In a report issued Sunday morning, investment bank Beltone Financial predicted Egypt’s Central Bank would weaken the Egyptian pound to between LE11.5 and LE12.5 to the dollar tomorrow or the following day, diminishing it by as much as 40 percent of its current official value (LE8.88 per dollar).
This is Beltone’s third floatation alert this week, after President Abdel Fattah al-Sisi met with the head of the Central Bank, Tarek Amer, on Friday, which the investment bank interpreted as the “final political endorsement” for floating the local currency.
If Beltone’s predictions are right, the first step would be for the Central Bank of Egypt to hold an exceptional FX auction on Monday or Tuesday, during which it would weaken the pound in an initial managed floatation that is likely to last two to three weeks before a full-fledged floatation, the Beltone says in its report.
The report, titled: “Final alert: Floatation within hours,” predicts that the auction, which will be financed by Egypt’s foreign reserves, will be accompanied by a statement from the Central Bank indicating that Egypt will move to a more flexible exchange rate system.
End of October reserve figures will not be published until November 6 or 7, so the Cental Bank will be able to use reserves relatively freely starting next week without having to publish its figures, Beltone claims.
The World Bank is then likely to approve Egypt’s US$12 billion loan in the week following these changes, between October 4 and 9, in what Beltone’s report terms, “the first shock to currency speculators.”
On October 5, the Central Bank is due to publish September’s reserve figures, which Beltone expects will reach $18.5 billion, compared to $16.6 billion at the end of August. “The increase is mainly supported by UAE and World Bank deposits. This should act as the second shock to speculators, particularly households that started to dollarize over the past few weeks,” the report adds.
There is likely to be a second attack on the parallel currency market between October 9 and November 17, according to Beltone. In this case, the National Bank of Egypt and Banque Misr will coordinate to raise benefits on Egyptian pound investment certificates, which would be followed by an emergency meeting of the Monetary Policy Committee, on November 17, to raise the appeal of the local currency and limit inflation.
Parallel to this, between mid-October and the first week of November, Egypt will secure US$3 to 5 billion from the Eurobond market, in addition to $2 billion from Saudi Arabia, and potentially another $1 or $2 billion through a currency swap with China, the report states. If Egypt goes for a fully-fledged float this week, the World Bank will expedite the disbursement of the first installment of the loan, to the value of $4 billion.
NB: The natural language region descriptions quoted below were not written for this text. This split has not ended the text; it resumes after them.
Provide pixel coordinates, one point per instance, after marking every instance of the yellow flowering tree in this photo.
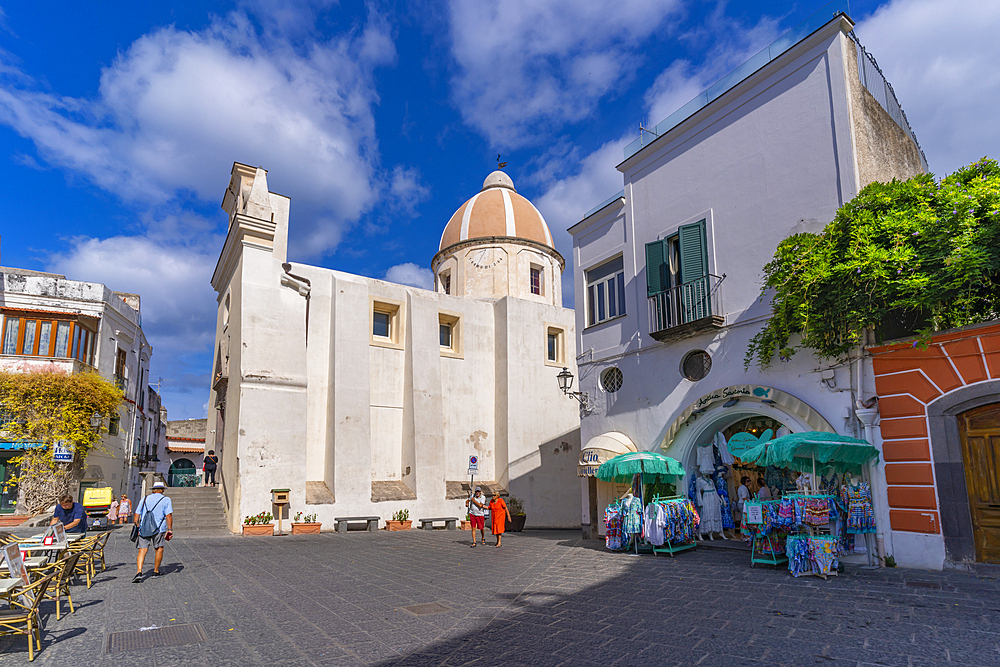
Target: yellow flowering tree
(49, 407)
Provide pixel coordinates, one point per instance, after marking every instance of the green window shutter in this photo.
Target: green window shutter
(694, 251)
(656, 267)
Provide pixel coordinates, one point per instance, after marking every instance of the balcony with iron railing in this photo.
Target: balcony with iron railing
(687, 309)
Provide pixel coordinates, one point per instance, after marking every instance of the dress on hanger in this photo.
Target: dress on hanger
(711, 508)
(724, 453)
(706, 459)
(722, 488)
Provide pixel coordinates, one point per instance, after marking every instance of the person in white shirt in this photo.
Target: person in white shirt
(477, 514)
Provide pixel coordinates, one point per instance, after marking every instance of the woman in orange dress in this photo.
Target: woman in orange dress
(499, 514)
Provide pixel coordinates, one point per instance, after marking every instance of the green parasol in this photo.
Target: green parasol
(813, 450)
(652, 465)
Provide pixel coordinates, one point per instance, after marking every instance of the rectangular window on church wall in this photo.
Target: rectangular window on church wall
(381, 324)
(606, 292)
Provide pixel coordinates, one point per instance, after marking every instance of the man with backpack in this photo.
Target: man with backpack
(154, 520)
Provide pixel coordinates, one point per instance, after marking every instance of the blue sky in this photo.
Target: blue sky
(119, 123)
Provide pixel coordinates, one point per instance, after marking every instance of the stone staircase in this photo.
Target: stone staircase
(198, 511)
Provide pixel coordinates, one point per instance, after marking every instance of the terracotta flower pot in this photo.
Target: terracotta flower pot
(398, 525)
(259, 529)
(303, 528)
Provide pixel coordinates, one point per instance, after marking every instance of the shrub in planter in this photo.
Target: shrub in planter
(259, 524)
(400, 521)
(515, 523)
(308, 527)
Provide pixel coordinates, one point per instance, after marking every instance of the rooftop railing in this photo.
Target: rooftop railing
(820, 18)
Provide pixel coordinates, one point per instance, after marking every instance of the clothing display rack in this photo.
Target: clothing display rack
(773, 554)
(682, 508)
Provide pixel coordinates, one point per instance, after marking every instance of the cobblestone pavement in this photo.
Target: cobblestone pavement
(544, 598)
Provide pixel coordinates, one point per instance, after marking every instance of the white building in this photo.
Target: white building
(366, 397)
(668, 273)
(50, 322)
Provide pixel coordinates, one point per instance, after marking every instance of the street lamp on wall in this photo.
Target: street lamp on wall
(565, 379)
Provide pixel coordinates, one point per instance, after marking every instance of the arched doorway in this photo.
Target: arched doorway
(979, 429)
(182, 473)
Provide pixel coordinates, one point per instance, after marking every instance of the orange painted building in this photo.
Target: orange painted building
(940, 429)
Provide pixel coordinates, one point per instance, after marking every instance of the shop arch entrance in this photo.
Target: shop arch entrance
(182, 473)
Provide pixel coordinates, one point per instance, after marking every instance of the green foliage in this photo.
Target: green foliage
(918, 252)
(50, 407)
(258, 519)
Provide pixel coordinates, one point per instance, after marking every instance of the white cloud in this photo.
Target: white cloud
(527, 65)
(176, 109)
(595, 178)
(178, 304)
(941, 59)
(411, 274)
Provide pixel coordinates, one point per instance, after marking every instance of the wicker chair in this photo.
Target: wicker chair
(102, 539)
(85, 564)
(62, 572)
(24, 620)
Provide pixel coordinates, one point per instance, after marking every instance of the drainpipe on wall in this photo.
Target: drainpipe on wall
(868, 417)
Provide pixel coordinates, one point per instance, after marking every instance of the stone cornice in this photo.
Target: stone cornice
(243, 231)
(489, 240)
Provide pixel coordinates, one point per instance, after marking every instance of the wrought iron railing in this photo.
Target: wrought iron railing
(874, 81)
(685, 303)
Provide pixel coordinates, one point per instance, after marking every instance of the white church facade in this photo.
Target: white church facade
(365, 397)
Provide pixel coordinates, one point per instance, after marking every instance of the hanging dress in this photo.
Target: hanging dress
(711, 508)
(722, 488)
(860, 514)
(706, 459)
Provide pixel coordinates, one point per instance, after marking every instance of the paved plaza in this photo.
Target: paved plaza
(544, 598)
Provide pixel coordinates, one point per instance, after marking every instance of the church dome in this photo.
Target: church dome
(497, 210)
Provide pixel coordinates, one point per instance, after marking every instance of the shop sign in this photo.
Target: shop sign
(62, 451)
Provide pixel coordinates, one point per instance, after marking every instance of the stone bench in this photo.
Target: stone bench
(340, 523)
(450, 522)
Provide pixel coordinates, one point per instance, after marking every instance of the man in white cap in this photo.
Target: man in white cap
(155, 518)
(477, 514)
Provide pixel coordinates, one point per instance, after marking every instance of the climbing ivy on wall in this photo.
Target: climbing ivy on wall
(48, 407)
(915, 256)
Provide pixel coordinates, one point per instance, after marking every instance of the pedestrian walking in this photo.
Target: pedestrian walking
(209, 465)
(477, 514)
(155, 518)
(124, 509)
(500, 514)
(70, 514)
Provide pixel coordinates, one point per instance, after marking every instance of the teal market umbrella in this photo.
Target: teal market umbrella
(811, 450)
(649, 464)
By November 6, the Central Bank will announce the value of dollar reserves, as of the end of October, which the report expects will jump to between $25 and 35 billion, “depending on the magnitude/timing of inflows and magnitude of ‘volatility containment operations’ during October.”
Parallel and official market rates are expected to converge to around 10 percent, and the official rate will stabilize at around LE12 per dollar between mid-November and the end of December.
Beltone’s projected timeline is “optimal to ensure success in securing funding from the IMF and Eurobond market, as well as meet the President’s pledge to stabilize the FX market by December 2016,” its statement asserts.
Sisi recently requested that the head of the Central Bank, Tarek Amer, continue to lower national debt and increase monetary reserves, stressing the importance of ensuring that low-income sectors are not affected by monetary reforms, and promising he would ensure basic goods maintain their price, regardless of fluctuations in exchange rates.
Beltone’s projection corresponds with a similar report issued by Capital Economics research consultancy firm in mid September, which anticipated further devaluation of the pound versus the dollar, to reach LE12 per dollar by the end of 2017, and until the nation’s Gross Domestic Product (GDP) reaches 2 percent next year.